第一篇:https://blog.csdn.net/Nicht_sehen/article/details/89741145
第二篇:https://blog.csdn.net/Nicht_sehen/article/details/89765071
数据处理
名字还是一样处理,不过改了映射关系
df_train=pd.read_csv('../input/train.csv')
df_test=pd.read_csv('../input/test.csv')
PassengerId=df_test['PassengerId']
dataset = pd.concat([df_train, df_test], ignore_index = True)
dataset['Title'] = dataset['Name'].apply(lambda x:x.split(',')[1].split('.')[0].strip())
m={'Capt':'Officer', 'Col':'Officer','Don':'Officer','Dona':'Royalty',
'Dr':'Officer','Jonkheer':'Master','Lady':'Royalty','Major':'Officer',
'Master':'Master','Miss':'Miss','Mlle':'Miss','Mme':'Mrs',
'Mr':'Mr','Mrs':'Mrs','Ms':'Mrs','Rev':'Officer','Sir':'Royalty',
'the Countess':'Royalty'}
dataset.Title=dataset.Title.map(m)
sns.lineplot(x="Title",y="Survived",data=dataset)
familysize和之前一样
dataset['FamilySize']=dataset['SibSp']+dataset['Parch']+1
sns.lineplot(x="FamilySize",y="Survived",data=dataset)
根据图片按照1-4,4-7,>7分三类
def Fam_label(s):
if (s >= 1) & (s <= 4):
return 2
elif ((s > 4) & (s <= 7)):
return 1
elif (s > 7):
return 0
dataset['FamilyLabel']=dataset['FamilySize'].apply(Fam_label)

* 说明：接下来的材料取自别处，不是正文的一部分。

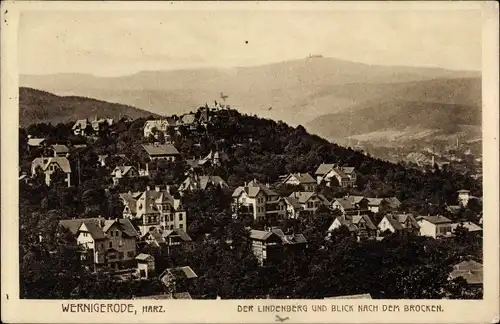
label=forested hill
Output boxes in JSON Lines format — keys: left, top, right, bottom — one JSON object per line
{"left": 19, "top": 87, "right": 160, "bottom": 127}
{"left": 21, "top": 107, "right": 481, "bottom": 211}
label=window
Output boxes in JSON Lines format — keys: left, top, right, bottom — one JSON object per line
{"left": 116, "top": 231, "right": 120, "bottom": 237}
{"left": 170, "top": 225, "right": 174, "bottom": 230}
{"left": 109, "top": 242, "right": 112, "bottom": 248}
{"left": 170, "top": 215, "right": 174, "bottom": 222}
{"left": 127, "top": 251, "right": 134, "bottom": 258}
{"left": 160, "top": 216, "right": 164, "bottom": 222}
{"left": 118, "top": 252, "right": 124, "bottom": 259}
{"left": 179, "top": 213, "right": 183, "bottom": 221}
{"left": 179, "top": 224, "right": 183, "bottom": 229}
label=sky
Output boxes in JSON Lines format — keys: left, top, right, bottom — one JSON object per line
{"left": 18, "top": 7, "right": 482, "bottom": 76}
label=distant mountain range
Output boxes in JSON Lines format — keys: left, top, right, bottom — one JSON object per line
{"left": 20, "top": 56, "right": 481, "bottom": 145}
{"left": 19, "top": 87, "right": 159, "bottom": 127}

sns.barplot(x="FamilyLabel", y="Survived", data=dataset)
感觉第一类好像有点问题,重新分一下
def Fam_label(s):
if (s >= 2) & (s <= 4):
return 2
elif ((s > 4) & (s <= 7)) | (s == 1):
return 1
elif (s > 7):
return 0
dataset['FamilyLabel']=dataset['FamilySize'].apply(Fam_label)
sns.barplot(x="FamilyLabel", y="Survived", data=dataset)
看一下cabin的内容,发现应该是首字母分的等级(以前怎么没发现。。。):
dataset['Cabin'] = dataset['Cabin'].fillna('Unknown')
dataset['Deck']=dataset['Cabin'].str.get(0)
sns.barplot(x="Deck", y="Survived", data=dataset)
相应的看看票号:
dataset['Ticket'].value_counts()
将其变成一个字典,并组成新的特征:
Ticket_Count = dict(dataset['Ticket'].value_counts())
dataset['TicketGroup'] = dataset['Ticket'].apply(lambda x:Ticket_Count[x])
sns.lineplot(x='TicketGroup', y='Survived', data=dataset)
这个和familysize的图像趋势有点像,根据图像对其进行分组:
def Ticket_Label(s):
if (s >= 2) & (s <= 4):
return 2
elif ((s > 4) & (s <= 8)) | (s == 1):
return 1
elif (s > 8):
return 0
dataset['TicketGroup'] = dataset['TicketGroup'].apply(Ticket_Label)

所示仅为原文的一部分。